AARHUS.- With more than 40 series of works created by eleven young artists from different countries, Kunsthal Aarhus presents a new exhibition spread across four galleries, the café, on the stairs, and outside.
In botany, a rhizome is a root stem that extends horizontally throughout the ground. Unlike plant stems, which are vertical structures that receive nutrients from roots and leaves, the diverse rhizome stores nutrients, and can produce both roots and shoots. In 1987, Gilles Deleuze and Felix Guattari used the term in a philosophical sense in their book A Thousand Plateaus (1987); that is, as a way of thinking that creates new knowledge by spreading freely, without following hierarchies or dualism. Emphasizing the organic connectedness of the whole, this rhizome is characterized by decentralization, and the ambiguous boundaries between individual zones.
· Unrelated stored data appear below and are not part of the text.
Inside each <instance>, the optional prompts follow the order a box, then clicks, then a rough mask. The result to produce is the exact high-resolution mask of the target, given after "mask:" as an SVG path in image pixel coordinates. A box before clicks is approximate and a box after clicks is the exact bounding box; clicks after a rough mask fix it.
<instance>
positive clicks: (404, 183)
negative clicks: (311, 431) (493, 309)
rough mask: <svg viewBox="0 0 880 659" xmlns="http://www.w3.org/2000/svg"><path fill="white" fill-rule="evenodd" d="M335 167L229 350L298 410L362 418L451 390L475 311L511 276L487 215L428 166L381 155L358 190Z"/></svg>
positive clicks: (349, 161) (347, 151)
Kunsthal Aarhus takes inspiration from this phenomenon in their presentation of Rhizome Network Without Center Point, an exhibition which has been designed without any particular theme. In it we ask whether, in the present day, we need to point out themes in our presentation of artworks. What if we curators, artists, and audiences instead find them, make them, and present them ourselves, together? Should we dream of a community, society, country, and world born of both independence and collaboration? In order to experiment with this exhibition format, which does not have a central voice, the exhibition features sharing platforms that form looping networks. To build this structure means creating an open space where each of the artworks can meet and make interventions, without the constraints of boundaries such as partitions or walls.
Thus, the exhibition invites young artists from all over the world to live this phenomenon; to grow differently, rhizomatically, and to connect with others in a nonhierarchical manner. Eleven diverse, ambitious, enthusiastic, energetic, and remarkable individuals commissioned new works, or otherwise present works which have yet to be shown in Denmark.